Bodybuilding as a hobby helps appreciate the god
given body and also keeps one away from harmful
distractions like drugs. The human body is a
marvel of engineering and bodybuilding
compliments its overall enhancement
intrinsically and aesthetically. Bodybuilding
maximizes muscle growth and muscle strength
through a combination of exercises, diet, and
rest. Bodybuilding is one of the most popular
sports in North America and several competitions
are held to determine the most beautiful male
and female body in several categories.
Bodybuilding is also a hobby that can prove to
be quite a rewarding vocation if followed
diligently.
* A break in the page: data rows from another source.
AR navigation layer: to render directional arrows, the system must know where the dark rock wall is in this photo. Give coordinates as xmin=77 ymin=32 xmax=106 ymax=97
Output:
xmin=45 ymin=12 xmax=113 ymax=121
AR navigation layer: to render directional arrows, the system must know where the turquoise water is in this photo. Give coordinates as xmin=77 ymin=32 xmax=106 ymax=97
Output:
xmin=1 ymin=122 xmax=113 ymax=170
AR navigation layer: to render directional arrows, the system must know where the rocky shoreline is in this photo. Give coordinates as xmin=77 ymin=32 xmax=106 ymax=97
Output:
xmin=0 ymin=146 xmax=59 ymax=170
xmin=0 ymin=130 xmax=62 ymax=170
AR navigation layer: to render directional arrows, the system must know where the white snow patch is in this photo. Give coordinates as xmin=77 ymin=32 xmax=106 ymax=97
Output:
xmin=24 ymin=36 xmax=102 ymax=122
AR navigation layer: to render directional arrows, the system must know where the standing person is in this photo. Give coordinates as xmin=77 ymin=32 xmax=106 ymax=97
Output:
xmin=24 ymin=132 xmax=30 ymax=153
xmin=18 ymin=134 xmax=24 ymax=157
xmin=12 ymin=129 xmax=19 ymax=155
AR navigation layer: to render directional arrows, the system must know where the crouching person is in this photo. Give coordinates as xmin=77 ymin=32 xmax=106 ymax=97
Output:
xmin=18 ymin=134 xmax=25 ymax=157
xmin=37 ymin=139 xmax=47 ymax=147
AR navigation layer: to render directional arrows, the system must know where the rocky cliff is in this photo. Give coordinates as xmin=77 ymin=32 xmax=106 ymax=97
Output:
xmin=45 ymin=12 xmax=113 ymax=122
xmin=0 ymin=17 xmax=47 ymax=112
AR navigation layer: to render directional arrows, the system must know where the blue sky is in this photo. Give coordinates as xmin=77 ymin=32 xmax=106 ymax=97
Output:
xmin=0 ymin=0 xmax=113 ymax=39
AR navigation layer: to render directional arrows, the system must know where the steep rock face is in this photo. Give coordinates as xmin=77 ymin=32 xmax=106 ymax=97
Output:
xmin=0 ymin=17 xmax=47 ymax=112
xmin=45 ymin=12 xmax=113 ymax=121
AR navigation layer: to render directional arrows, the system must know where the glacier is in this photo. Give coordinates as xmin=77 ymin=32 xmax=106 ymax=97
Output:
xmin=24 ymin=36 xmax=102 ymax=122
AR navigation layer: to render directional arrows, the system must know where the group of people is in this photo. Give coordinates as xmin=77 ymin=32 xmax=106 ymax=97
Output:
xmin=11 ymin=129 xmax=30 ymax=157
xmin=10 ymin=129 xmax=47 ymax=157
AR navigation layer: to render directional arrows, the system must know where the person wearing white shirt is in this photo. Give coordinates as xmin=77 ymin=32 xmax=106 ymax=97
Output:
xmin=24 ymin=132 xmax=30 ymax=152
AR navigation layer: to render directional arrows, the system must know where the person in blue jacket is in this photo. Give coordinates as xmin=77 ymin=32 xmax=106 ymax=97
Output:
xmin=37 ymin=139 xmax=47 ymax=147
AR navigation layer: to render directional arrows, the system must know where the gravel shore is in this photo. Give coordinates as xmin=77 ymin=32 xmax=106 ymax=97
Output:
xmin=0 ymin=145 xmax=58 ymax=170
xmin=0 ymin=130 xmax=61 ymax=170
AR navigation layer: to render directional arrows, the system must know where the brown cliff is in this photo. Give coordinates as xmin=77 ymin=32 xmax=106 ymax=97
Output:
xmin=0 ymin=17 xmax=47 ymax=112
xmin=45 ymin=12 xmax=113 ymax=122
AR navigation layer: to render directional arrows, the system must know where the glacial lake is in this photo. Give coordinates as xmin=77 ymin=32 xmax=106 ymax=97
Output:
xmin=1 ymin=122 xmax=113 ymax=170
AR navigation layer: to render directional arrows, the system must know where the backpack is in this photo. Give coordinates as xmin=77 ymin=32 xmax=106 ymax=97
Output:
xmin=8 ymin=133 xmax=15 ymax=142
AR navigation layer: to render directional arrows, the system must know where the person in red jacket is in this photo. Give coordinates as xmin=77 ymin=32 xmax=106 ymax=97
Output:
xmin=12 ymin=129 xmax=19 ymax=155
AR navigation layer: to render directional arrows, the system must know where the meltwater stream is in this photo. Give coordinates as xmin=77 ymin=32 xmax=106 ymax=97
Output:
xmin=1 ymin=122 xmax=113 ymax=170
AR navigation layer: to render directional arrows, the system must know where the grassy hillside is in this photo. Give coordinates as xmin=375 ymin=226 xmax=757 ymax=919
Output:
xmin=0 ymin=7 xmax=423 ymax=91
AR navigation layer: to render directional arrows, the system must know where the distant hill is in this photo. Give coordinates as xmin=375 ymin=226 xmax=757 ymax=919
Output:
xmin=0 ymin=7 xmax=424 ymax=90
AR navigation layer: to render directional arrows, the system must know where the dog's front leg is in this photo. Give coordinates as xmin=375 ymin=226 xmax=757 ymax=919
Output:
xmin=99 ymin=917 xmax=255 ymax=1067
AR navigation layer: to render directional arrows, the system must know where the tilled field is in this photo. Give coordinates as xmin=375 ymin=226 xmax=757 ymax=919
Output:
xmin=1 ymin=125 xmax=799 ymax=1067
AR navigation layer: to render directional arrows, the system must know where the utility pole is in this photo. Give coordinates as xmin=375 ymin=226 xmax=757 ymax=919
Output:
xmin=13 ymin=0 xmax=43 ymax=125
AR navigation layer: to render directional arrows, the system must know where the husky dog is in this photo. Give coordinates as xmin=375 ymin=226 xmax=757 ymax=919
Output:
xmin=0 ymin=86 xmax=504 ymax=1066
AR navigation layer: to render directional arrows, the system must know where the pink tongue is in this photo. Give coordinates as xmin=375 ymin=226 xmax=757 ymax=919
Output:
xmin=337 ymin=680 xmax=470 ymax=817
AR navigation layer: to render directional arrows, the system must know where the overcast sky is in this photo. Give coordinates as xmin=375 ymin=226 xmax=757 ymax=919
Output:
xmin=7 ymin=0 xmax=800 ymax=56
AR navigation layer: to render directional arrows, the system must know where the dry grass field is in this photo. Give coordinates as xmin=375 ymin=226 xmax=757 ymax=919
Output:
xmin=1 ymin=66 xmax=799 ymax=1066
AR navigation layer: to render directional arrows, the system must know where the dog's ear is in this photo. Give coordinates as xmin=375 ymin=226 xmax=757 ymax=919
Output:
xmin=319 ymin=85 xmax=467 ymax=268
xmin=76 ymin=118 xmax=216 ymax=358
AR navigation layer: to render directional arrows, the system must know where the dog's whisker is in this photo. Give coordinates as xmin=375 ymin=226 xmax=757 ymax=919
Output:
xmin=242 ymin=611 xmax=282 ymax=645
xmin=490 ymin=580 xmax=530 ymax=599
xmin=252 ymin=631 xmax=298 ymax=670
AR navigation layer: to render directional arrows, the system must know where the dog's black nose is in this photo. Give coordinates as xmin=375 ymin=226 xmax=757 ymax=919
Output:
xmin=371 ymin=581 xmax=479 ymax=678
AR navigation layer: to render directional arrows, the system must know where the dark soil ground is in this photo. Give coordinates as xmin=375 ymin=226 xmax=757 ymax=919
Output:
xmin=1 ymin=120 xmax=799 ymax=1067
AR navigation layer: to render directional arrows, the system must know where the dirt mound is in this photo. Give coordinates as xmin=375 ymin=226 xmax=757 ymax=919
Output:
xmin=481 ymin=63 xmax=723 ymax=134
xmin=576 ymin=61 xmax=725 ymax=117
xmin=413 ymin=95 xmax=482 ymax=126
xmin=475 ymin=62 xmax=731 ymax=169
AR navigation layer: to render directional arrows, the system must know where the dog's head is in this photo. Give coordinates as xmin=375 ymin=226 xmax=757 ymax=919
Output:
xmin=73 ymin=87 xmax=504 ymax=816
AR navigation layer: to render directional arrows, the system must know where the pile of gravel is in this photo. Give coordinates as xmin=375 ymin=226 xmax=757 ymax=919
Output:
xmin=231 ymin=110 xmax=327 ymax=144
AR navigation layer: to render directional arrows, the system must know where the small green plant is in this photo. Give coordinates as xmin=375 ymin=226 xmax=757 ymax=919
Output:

The first large-scale bodybuilding
competition in the US was held at Madison Square
Garden in the year 1904. Al Treloar the winner
of the title “The Most Perfectly Developed Man
in the World” won a cash prize of $1000, a
handsome amount in those days.
The perfect age
to seriously start bodybuilding is between 13 –
15 years. Before that age, kids should be
encouraged to do push ups, sit ups, and run, to
be in good physical condition. At the age of
thirteen individuals should have a routine that
includes pull ups and dips and a lot of cycling
or mountain biking to work the legs. Fifteen is
the right age when weight training can be
started, though some advocate thirteen is the
best age to begin weight training. Early
initiation helps kids gain strength and size and
if interested can follow other sports to suit
them. Till the age of fifteen it is recommended
that kids do a full body workout with sufficient
rest. Main power exercises can begin once the
kid has crossed the age of fifteen.
Ideally
teenagers should workout three days a week.
Monday, Wednesday, and Friday. Monday being the
first day of the week it should be reserved for
a heavy workout. On Mondays bench press, squats
and power cleans - 5 sets of 3 repetitions.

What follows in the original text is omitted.